38。頑張れジュニア
幸せそうか。
あたしはここでみんなとバタバタしているのが何気に一番楽しかったりするんだよね。
まあ、今回みたいに辛いことや嫌なことも多いけど。
「とりあえずさ、カエの行き先を決定しないことには話が進まないわけでしょ?」
完全に部外者の体で、呆れたようにジュニアが話に割って入ってくる。
この辺の神経の強さというか、太さというかはホント何とも形容しがたい。
誰のせいで話が横道にそれたと思ってるんだよ。
「僕だって〈おじいさま〉のところに居候なんてイヤだよ。巽さんだってそうなったらキツいんじゃなの?」
おおっ。急にジュニアがあたしのフォローに回り出したぞ。
頑張れジュニア。
巽さんがその一言に苦い顔でこちらを振り返る。
「まあ確かに、あそこの家は嫁さんの実家。以上の緊張感を伴うが……」
本音が出ちゃったよ。
所轄の刑事からしたら、総監の顔なんて一生生で見ることなんてない雲の上の人だもんね。
「うーん、仕方がない」
巽さんも腹をくくったらしく、思案していた表をあげた。
「今日はとりあえずの宿泊施設に泊まる。
明日は土曜だな、家の片付けが済んだらここの近所のアパートの空いている物件探しだ」
「適当に見繕っておくよ」
巽さんの声にジュニアが返事をする。
「頼んだ。香絵は出来るだけ1人にならないように。俺が仕事から戻るまではここで待機だ。
異論は?」
巽さんが大きくみんなを見回した。
ほっ。
とりあえず隔離されずには済んだ。
みんなの動きが見えなくなるのは不安っていうか、やっぱりちゃんとカタが着くまではみんなと一緒に動きたいもんね。

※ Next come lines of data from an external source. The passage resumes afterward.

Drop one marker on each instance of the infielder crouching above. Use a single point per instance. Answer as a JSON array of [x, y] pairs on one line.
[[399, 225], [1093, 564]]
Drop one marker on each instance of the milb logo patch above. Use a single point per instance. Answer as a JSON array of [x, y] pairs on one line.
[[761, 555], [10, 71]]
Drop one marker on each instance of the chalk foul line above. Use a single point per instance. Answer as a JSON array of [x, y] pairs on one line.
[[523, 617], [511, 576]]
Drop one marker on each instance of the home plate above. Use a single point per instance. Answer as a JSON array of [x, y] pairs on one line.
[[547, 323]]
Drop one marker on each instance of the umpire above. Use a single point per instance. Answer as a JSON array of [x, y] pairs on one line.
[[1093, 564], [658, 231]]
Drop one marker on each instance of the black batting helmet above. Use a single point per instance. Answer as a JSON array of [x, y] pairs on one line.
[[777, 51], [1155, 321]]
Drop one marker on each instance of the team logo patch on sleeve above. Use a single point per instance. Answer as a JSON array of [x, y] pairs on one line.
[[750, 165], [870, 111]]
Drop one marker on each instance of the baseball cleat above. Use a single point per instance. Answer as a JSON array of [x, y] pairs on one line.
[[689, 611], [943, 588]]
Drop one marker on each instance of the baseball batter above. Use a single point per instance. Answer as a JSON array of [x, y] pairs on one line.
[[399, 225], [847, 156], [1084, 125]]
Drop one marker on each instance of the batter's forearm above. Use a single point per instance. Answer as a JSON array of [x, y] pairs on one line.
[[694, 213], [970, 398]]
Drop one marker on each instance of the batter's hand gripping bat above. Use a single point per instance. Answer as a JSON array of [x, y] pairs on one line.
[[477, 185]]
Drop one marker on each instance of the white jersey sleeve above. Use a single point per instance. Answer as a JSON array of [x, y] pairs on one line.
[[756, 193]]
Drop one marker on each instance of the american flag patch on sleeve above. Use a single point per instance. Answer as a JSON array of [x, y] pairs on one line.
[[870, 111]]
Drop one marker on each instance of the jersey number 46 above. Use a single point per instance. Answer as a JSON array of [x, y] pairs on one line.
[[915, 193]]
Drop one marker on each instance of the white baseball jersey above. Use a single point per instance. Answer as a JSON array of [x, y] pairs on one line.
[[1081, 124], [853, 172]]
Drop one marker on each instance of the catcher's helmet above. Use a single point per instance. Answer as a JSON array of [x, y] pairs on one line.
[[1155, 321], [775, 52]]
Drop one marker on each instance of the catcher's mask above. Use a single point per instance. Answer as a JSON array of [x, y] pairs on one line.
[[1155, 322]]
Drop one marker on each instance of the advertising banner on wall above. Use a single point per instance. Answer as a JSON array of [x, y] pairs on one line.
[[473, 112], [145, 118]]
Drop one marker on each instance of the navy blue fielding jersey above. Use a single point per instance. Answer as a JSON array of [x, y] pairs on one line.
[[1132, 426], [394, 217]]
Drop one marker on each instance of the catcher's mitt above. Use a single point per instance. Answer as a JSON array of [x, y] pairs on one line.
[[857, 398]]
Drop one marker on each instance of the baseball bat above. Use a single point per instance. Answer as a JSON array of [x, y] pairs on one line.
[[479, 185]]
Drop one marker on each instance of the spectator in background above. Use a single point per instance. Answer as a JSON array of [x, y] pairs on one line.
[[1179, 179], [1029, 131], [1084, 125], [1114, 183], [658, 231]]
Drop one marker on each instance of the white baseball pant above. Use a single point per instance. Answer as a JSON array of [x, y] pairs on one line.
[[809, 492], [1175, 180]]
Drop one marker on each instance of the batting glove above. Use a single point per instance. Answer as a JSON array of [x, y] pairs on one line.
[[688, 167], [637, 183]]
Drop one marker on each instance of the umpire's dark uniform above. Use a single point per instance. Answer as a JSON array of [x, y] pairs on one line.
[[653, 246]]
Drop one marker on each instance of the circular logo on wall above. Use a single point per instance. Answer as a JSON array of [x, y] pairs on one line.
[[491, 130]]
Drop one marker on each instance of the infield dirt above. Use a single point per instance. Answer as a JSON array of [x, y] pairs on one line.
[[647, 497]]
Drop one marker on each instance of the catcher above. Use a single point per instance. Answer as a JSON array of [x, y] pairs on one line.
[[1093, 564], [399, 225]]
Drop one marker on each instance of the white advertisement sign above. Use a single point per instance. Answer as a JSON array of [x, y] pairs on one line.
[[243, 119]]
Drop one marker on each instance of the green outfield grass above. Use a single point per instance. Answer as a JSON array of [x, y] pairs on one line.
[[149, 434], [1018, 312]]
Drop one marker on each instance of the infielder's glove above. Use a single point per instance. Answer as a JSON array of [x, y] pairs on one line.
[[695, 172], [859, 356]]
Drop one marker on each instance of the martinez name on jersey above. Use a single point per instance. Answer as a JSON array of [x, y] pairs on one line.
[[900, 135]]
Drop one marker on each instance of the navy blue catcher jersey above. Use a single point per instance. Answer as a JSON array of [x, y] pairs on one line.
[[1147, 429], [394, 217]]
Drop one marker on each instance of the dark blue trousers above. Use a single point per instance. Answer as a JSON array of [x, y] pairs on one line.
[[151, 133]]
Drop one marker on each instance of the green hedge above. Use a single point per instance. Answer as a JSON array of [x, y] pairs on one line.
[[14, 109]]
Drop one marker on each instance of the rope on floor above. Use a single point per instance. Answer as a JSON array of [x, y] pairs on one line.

「とりあえずは以上かしらね。明日の片付けは手伝いにいくわ。
それと、今週末は森稜署の方に顔を出すんでしょ?」
リカコさんがあたしとジュニアに視線を向ける。
「うん。手合わせするんだ」
ちょっと楽しみ。
リカコさんに笑顔を向けると、
「僕がお熱を出さなかったらね」
ジュニアがのほほんと付け足した。
「むぅ。当日キャンセルは受け付けません。寮まで迎えに来るからね!」
ギッとジュニアをにらみつける。
「大丈夫だよ。ちゃんと行くから。ノエルのケーキがタダで食べられるチャンスだもんね」
「ちょっと待て、おごるなんて一言も言ってないぞ」
「そうだよちょっと待ってよ、あたしが勝っておごってもらう可能性だってあるんだからね」
「限りなくゼロに近いけどな」
「……いや、だから」
カイリのことは一切スルーで進むあたしとジュニアの会話にさりげなくイチが突っ込みを入れてくる。
「怪我だけはしないで頂戴ね」
リカコさんが呆れ半分でつぶやいた。